The rationale is that I want to avoid having to checkout the other branches and then run merge for each other branch
Normally, I would do
git commit -am "making changes to branch c"
git checkout a
git merge c
git checkout b
git merge c
I would rather not have to checkout the other branches, and just "push" the changes from c to the other branches.
something like:
git commit -am "making changes to branch c"
git push local a b // not right at all
Hope it makes sense.
The only stuff I see online is how to push to a different branch if it's it a separate repo (a remote repo for instance).
Upvotes: 0
Views: 50
Reputation: 489848
Yes, you can do this. The trick to know is that a "remote" named .
refers to your own local repository.1 Hence:
git push . HEAD:a HEAD:b
or:
git push . c:a c:b
(assuming HEAD
names the same commit as c
) does this. Note that the adjustment to a
and/or b
must be a fast-forward, as would be required with any remote.
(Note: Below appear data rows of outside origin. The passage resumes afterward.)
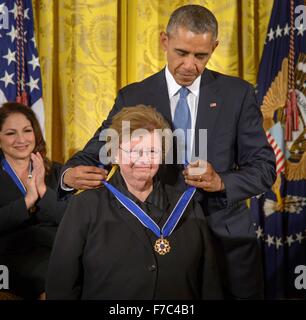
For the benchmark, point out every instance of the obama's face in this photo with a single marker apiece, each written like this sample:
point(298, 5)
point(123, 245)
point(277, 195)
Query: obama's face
point(187, 53)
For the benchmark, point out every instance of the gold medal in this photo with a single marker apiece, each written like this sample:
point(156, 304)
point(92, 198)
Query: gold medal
point(162, 246)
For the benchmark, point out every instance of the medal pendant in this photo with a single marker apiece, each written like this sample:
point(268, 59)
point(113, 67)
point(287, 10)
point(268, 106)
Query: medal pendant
point(162, 246)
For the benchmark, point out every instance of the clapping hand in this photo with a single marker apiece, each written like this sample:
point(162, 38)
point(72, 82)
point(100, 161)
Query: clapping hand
point(39, 173)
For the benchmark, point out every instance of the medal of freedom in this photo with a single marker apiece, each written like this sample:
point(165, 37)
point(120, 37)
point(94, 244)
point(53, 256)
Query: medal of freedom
point(162, 246)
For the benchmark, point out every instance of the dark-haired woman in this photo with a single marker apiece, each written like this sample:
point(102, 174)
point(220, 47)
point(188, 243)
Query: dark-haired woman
point(29, 210)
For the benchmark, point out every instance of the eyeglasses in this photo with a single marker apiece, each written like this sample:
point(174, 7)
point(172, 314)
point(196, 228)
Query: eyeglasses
point(138, 153)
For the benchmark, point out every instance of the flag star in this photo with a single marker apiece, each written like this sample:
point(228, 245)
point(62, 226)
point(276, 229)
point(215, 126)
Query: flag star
point(259, 232)
point(300, 30)
point(271, 34)
point(15, 11)
point(289, 240)
point(278, 31)
point(13, 33)
point(270, 240)
point(34, 41)
point(34, 62)
point(299, 237)
point(286, 30)
point(7, 79)
point(278, 242)
point(10, 56)
point(33, 84)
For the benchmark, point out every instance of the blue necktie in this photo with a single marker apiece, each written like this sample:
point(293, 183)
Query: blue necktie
point(182, 120)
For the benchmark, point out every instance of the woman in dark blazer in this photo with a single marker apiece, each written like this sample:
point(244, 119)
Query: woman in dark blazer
point(105, 248)
point(29, 210)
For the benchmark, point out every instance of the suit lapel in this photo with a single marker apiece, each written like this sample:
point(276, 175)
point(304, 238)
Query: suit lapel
point(133, 224)
point(160, 95)
point(209, 106)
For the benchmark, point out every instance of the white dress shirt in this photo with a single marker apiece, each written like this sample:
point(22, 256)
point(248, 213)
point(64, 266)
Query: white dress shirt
point(192, 98)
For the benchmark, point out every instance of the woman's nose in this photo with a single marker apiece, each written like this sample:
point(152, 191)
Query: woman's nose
point(20, 137)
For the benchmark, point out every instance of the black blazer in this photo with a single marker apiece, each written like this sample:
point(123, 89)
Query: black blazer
point(18, 230)
point(103, 252)
point(237, 149)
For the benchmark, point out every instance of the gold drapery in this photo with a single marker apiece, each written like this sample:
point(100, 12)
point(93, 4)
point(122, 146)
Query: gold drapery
point(90, 48)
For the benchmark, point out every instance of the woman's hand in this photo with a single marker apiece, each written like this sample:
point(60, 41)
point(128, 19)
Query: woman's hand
point(39, 173)
point(32, 194)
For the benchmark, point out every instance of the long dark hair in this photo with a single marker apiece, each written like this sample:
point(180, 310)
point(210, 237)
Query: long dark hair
point(10, 108)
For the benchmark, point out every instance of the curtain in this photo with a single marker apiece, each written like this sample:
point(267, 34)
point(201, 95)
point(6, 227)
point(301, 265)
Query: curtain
point(91, 48)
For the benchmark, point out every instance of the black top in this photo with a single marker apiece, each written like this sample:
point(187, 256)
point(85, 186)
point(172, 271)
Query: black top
point(103, 252)
point(20, 229)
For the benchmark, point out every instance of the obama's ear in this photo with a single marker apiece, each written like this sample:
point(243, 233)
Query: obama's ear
point(164, 38)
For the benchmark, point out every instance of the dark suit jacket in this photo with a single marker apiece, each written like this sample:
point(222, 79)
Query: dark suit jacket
point(238, 150)
point(19, 231)
point(26, 241)
point(103, 252)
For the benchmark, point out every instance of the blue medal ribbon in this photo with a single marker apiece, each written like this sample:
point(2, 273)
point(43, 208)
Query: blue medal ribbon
point(10, 171)
point(147, 221)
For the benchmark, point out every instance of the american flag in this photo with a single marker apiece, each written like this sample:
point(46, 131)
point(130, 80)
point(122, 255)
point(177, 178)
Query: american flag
point(279, 155)
point(280, 214)
point(20, 76)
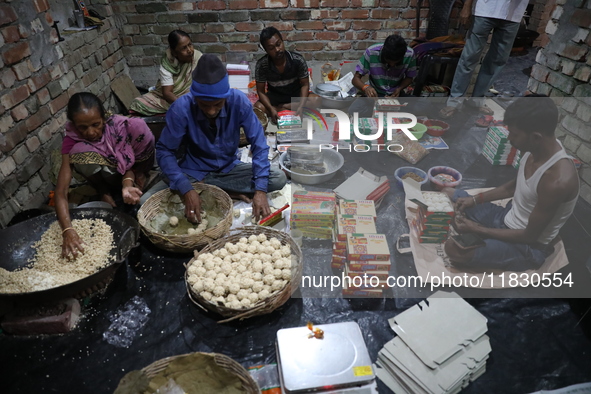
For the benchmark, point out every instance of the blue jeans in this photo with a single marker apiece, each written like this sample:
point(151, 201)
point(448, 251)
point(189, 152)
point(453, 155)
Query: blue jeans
point(504, 33)
point(237, 180)
point(501, 255)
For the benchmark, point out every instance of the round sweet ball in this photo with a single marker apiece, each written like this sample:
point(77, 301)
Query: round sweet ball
point(173, 221)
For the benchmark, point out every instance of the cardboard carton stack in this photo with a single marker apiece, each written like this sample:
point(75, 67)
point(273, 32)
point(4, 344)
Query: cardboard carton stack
point(497, 149)
point(313, 213)
point(433, 353)
point(433, 218)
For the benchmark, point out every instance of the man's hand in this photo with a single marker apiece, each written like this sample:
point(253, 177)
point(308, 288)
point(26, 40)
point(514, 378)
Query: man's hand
point(464, 225)
point(131, 195)
point(274, 115)
point(464, 203)
point(370, 92)
point(260, 205)
point(465, 15)
point(72, 244)
point(192, 203)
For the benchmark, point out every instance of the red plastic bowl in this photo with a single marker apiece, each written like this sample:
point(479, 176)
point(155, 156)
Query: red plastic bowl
point(435, 122)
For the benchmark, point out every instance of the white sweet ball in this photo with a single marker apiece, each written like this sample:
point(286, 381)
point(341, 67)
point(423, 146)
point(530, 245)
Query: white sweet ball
point(257, 276)
point(207, 295)
point(269, 279)
point(234, 288)
point(198, 286)
point(286, 274)
point(253, 297)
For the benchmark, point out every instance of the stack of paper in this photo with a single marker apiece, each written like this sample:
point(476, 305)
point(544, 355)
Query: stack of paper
point(441, 347)
point(313, 213)
point(497, 149)
point(238, 76)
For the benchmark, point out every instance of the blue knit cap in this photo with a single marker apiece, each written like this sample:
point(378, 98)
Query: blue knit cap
point(210, 79)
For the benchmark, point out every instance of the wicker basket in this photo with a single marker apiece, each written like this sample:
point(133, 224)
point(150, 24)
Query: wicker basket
point(262, 307)
point(224, 362)
point(185, 243)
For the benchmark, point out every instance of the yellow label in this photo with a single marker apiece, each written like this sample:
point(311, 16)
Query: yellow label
point(362, 371)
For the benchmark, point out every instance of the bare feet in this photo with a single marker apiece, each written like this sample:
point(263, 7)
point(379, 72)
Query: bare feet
point(109, 199)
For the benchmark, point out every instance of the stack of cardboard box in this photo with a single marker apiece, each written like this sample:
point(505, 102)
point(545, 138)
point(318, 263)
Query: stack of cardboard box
point(497, 149)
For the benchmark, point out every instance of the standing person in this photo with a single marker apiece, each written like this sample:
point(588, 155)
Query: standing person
point(502, 18)
point(520, 236)
point(208, 121)
point(176, 67)
point(113, 153)
point(391, 67)
point(284, 72)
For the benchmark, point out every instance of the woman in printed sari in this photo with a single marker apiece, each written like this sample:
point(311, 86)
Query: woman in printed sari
point(176, 67)
point(113, 154)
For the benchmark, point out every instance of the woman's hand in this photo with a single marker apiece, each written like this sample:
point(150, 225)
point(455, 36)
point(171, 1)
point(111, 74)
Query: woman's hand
point(72, 244)
point(192, 203)
point(131, 195)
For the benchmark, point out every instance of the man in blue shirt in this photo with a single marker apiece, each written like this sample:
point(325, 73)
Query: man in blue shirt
point(208, 120)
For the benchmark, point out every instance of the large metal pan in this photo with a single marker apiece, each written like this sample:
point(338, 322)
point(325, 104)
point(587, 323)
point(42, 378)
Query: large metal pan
point(16, 250)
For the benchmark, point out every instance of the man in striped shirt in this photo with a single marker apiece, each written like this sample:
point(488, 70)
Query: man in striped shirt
point(391, 67)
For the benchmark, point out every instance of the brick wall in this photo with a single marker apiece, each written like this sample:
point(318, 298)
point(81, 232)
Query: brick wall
point(563, 70)
point(321, 30)
point(38, 74)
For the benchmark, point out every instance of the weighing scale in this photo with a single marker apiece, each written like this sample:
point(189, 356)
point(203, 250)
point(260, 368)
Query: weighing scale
point(337, 363)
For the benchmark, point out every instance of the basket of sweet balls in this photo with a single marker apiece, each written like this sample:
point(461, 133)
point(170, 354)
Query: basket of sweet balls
point(163, 221)
point(250, 272)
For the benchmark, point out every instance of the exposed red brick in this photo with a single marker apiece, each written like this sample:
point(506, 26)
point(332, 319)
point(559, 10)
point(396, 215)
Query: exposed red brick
point(388, 14)
point(244, 47)
point(337, 25)
point(36, 120)
point(49, 18)
point(310, 25)
point(367, 25)
point(17, 53)
point(211, 5)
point(43, 96)
point(364, 3)
point(305, 3)
point(327, 35)
point(581, 17)
point(19, 112)
point(334, 3)
point(281, 26)
point(309, 46)
point(36, 82)
point(244, 4)
point(11, 34)
point(15, 96)
point(41, 5)
point(7, 14)
point(249, 26)
point(355, 14)
point(182, 6)
point(58, 103)
point(273, 3)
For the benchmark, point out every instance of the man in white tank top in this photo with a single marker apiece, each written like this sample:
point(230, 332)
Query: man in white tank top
point(520, 236)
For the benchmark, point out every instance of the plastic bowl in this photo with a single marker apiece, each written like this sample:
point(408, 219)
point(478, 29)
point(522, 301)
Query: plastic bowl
point(333, 160)
point(436, 132)
point(434, 171)
point(418, 130)
point(402, 171)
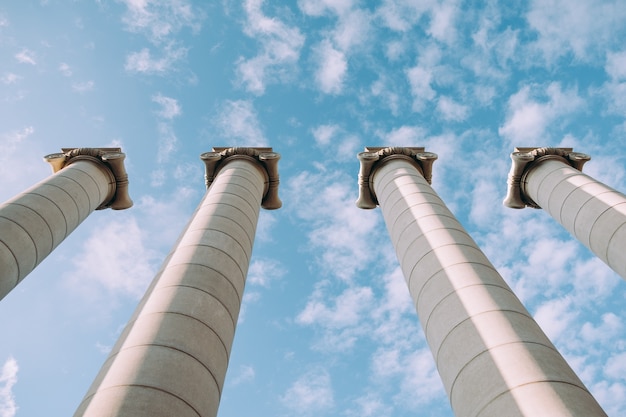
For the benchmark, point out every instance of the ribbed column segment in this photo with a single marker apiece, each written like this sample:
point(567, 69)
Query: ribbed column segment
point(172, 357)
point(492, 356)
point(36, 221)
point(591, 211)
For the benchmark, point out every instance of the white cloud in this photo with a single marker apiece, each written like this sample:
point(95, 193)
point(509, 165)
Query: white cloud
point(10, 78)
point(615, 65)
point(420, 79)
point(238, 120)
point(529, 120)
point(310, 394)
point(263, 271)
point(114, 258)
point(83, 86)
point(65, 69)
point(332, 67)
point(8, 379)
point(26, 56)
point(279, 51)
point(143, 62)
point(450, 110)
point(169, 106)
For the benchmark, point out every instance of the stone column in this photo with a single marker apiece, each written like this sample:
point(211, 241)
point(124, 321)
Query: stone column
point(551, 178)
point(492, 356)
point(171, 359)
point(36, 221)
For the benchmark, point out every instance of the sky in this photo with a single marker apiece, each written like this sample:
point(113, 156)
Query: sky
point(327, 327)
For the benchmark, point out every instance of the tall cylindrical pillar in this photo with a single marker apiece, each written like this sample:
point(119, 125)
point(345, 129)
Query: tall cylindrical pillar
point(492, 356)
point(36, 221)
point(172, 357)
point(551, 178)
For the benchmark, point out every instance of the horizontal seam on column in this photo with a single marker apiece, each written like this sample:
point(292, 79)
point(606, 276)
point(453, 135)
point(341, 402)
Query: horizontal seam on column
point(215, 193)
point(229, 205)
point(543, 179)
point(83, 188)
point(549, 209)
point(89, 398)
point(222, 232)
point(231, 220)
point(584, 389)
point(606, 254)
point(424, 234)
point(245, 178)
point(426, 325)
point(70, 197)
point(219, 390)
point(232, 184)
point(218, 249)
point(416, 174)
point(489, 266)
point(403, 197)
point(60, 211)
point(41, 217)
point(37, 260)
point(206, 292)
point(582, 206)
point(77, 167)
point(422, 217)
point(395, 221)
point(479, 314)
point(442, 268)
point(17, 264)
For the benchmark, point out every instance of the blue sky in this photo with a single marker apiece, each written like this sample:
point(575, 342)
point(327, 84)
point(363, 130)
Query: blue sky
point(327, 327)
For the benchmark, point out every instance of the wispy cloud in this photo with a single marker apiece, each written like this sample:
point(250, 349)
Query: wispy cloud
point(532, 111)
point(280, 47)
point(8, 379)
point(10, 78)
point(332, 67)
point(238, 121)
point(26, 56)
point(310, 394)
point(83, 86)
point(143, 62)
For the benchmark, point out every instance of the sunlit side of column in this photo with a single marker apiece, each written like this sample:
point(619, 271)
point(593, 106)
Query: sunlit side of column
point(592, 212)
point(36, 221)
point(493, 358)
point(171, 359)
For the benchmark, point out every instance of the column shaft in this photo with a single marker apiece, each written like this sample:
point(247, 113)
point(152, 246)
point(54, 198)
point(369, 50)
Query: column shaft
point(591, 211)
point(493, 358)
point(33, 223)
point(172, 357)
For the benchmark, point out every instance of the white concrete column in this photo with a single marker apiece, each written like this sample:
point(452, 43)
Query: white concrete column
point(551, 178)
point(36, 221)
point(492, 356)
point(172, 357)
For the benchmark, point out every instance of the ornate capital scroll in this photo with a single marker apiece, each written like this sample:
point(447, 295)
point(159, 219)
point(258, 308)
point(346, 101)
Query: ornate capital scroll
point(110, 158)
point(524, 159)
point(264, 158)
point(374, 157)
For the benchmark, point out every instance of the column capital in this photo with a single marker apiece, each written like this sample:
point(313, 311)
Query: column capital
point(374, 157)
point(110, 158)
point(523, 159)
point(265, 158)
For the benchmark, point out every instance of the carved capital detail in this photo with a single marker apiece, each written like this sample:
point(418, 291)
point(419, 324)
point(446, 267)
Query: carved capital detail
point(524, 159)
point(374, 157)
point(264, 158)
point(112, 159)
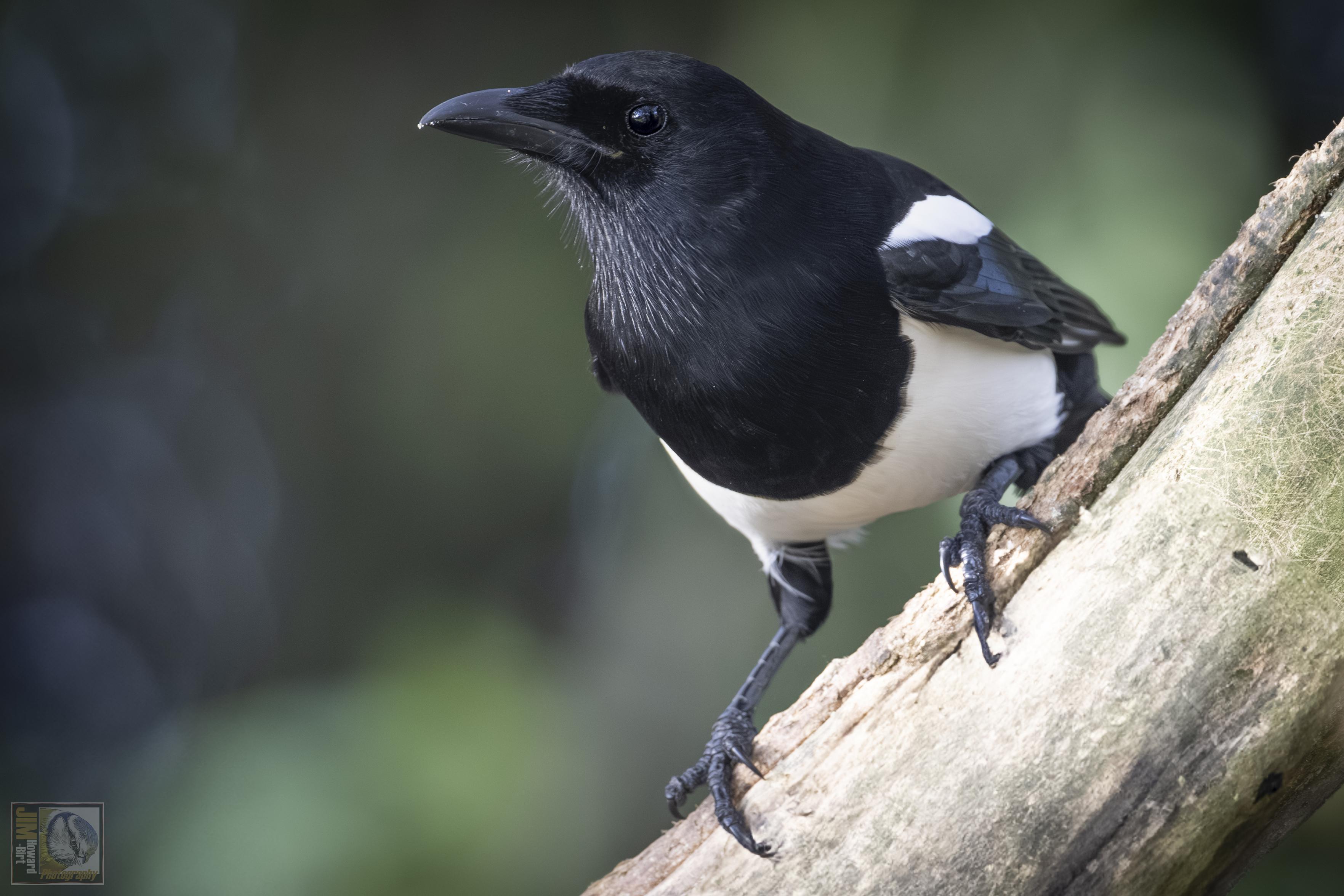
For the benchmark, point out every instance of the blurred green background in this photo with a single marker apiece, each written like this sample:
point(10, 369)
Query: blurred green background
point(326, 563)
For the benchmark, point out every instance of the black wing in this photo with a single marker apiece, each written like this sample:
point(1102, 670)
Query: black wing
point(996, 288)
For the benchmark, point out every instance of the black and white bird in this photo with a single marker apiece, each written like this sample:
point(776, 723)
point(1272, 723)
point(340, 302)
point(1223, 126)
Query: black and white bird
point(820, 335)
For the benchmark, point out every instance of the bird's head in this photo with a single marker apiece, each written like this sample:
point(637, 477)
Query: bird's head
point(633, 133)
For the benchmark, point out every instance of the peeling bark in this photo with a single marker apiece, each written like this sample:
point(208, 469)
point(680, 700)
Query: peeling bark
point(1171, 698)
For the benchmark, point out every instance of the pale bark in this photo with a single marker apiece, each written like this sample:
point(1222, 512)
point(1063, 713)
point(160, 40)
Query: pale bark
point(1163, 712)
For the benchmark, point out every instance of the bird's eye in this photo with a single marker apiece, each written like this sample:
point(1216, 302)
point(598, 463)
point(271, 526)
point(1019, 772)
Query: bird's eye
point(647, 119)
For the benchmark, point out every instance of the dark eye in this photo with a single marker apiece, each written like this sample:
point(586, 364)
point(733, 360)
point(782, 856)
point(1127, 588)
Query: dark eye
point(647, 119)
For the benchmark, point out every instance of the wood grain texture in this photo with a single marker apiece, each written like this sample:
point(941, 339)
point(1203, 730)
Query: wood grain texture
point(1163, 711)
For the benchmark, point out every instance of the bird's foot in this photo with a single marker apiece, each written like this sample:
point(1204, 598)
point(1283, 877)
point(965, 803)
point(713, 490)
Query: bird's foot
point(730, 743)
point(980, 511)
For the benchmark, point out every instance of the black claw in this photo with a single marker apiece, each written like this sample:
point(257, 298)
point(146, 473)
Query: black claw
point(948, 548)
point(745, 837)
point(730, 742)
point(1025, 520)
point(736, 752)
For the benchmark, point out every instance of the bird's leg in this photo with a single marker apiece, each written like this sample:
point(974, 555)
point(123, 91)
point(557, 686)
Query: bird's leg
point(800, 586)
point(980, 511)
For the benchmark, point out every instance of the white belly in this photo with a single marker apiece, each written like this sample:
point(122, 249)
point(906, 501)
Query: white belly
point(969, 401)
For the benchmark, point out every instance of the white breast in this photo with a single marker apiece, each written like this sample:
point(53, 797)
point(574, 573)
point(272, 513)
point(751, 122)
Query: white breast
point(969, 401)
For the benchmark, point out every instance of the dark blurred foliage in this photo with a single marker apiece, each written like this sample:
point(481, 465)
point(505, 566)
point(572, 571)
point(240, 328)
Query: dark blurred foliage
point(324, 562)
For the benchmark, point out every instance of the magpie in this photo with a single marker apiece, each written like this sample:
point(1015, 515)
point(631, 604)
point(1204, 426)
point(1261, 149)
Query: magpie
point(819, 335)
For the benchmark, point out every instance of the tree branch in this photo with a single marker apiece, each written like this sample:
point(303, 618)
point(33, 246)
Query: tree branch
point(1171, 695)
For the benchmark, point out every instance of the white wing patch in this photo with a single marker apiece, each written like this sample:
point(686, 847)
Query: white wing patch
point(940, 218)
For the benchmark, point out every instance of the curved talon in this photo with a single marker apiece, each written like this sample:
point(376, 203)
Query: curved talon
point(748, 842)
point(675, 806)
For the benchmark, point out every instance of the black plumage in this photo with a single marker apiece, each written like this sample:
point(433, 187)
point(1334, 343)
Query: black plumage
point(784, 311)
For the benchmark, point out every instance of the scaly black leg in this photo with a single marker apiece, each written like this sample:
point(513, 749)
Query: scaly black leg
point(980, 511)
point(800, 586)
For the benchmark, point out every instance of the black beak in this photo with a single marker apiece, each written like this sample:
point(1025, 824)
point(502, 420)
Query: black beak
point(482, 116)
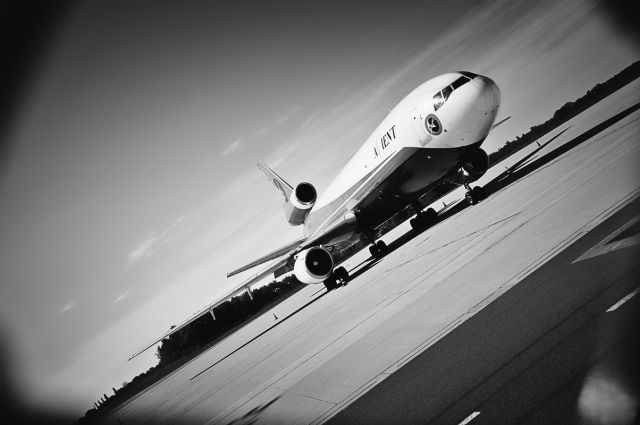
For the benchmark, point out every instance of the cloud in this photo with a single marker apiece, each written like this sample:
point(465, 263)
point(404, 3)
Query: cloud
point(68, 306)
point(151, 243)
point(234, 146)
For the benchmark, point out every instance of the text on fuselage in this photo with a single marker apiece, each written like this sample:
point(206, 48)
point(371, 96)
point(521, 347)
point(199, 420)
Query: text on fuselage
point(385, 140)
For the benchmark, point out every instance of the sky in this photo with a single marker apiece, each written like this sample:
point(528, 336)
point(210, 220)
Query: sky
point(128, 186)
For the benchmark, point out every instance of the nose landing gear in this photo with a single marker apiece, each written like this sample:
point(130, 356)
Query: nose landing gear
point(424, 219)
point(378, 250)
point(475, 195)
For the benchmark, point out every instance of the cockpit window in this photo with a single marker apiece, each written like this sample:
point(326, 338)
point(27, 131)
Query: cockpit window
point(468, 74)
point(459, 82)
point(441, 97)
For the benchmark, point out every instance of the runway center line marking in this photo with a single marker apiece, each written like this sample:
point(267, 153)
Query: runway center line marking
point(609, 243)
point(469, 418)
point(622, 301)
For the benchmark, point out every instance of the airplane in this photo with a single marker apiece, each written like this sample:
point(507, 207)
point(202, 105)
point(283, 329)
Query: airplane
point(432, 138)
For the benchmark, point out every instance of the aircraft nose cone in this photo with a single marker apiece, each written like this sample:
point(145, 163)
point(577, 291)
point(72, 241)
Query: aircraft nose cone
point(490, 92)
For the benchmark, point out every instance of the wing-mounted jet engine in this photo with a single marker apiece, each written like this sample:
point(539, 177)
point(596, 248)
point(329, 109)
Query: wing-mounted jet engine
point(297, 202)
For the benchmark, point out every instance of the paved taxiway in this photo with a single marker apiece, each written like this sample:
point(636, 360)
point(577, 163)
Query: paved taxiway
point(487, 312)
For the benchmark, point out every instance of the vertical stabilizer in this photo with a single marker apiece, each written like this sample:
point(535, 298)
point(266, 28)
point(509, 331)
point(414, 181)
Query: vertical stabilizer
point(284, 187)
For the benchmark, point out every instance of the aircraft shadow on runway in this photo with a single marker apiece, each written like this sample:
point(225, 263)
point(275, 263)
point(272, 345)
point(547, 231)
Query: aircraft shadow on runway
point(516, 172)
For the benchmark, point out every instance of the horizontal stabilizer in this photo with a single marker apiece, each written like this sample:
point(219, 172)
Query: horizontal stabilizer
point(280, 184)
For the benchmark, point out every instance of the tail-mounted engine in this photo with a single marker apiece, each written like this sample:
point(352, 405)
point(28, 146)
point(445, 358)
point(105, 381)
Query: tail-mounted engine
point(299, 204)
point(313, 265)
point(473, 165)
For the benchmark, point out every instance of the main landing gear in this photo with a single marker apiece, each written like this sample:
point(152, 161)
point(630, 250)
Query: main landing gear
point(378, 250)
point(424, 219)
point(475, 195)
point(340, 276)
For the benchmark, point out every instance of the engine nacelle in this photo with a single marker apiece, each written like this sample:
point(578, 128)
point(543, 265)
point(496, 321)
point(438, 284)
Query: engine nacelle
point(473, 165)
point(300, 203)
point(313, 265)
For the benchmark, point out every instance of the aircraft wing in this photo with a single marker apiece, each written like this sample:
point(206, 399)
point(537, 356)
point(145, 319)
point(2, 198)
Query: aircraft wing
point(271, 256)
point(243, 287)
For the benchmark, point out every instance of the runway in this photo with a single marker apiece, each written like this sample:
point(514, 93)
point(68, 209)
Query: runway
point(497, 314)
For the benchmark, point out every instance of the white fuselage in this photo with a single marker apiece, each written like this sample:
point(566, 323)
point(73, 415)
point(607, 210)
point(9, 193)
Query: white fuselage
point(419, 121)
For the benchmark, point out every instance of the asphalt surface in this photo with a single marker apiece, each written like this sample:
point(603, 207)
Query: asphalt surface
point(497, 314)
point(526, 356)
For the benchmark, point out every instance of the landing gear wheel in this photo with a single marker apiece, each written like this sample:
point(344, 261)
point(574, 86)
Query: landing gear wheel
point(424, 220)
point(475, 195)
point(478, 192)
point(378, 250)
point(341, 274)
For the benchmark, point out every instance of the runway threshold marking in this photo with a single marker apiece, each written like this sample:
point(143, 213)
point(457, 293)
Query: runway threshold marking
point(613, 241)
point(623, 300)
point(469, 418)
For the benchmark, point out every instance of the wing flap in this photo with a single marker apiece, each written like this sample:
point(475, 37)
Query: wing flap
point(268, 257)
You can force the push but this has the same effect as with any remote (i.e., discarding some commits: pushing with --force
is much like using git reset
).
1This falls naturally out of the fact that any path, such as git push /some/where/over/there
, is treated as a file URL, and .
is a path, and .
means "the current directory", and the push starts from the top of the repo, so the "other" repo is right here where ours is.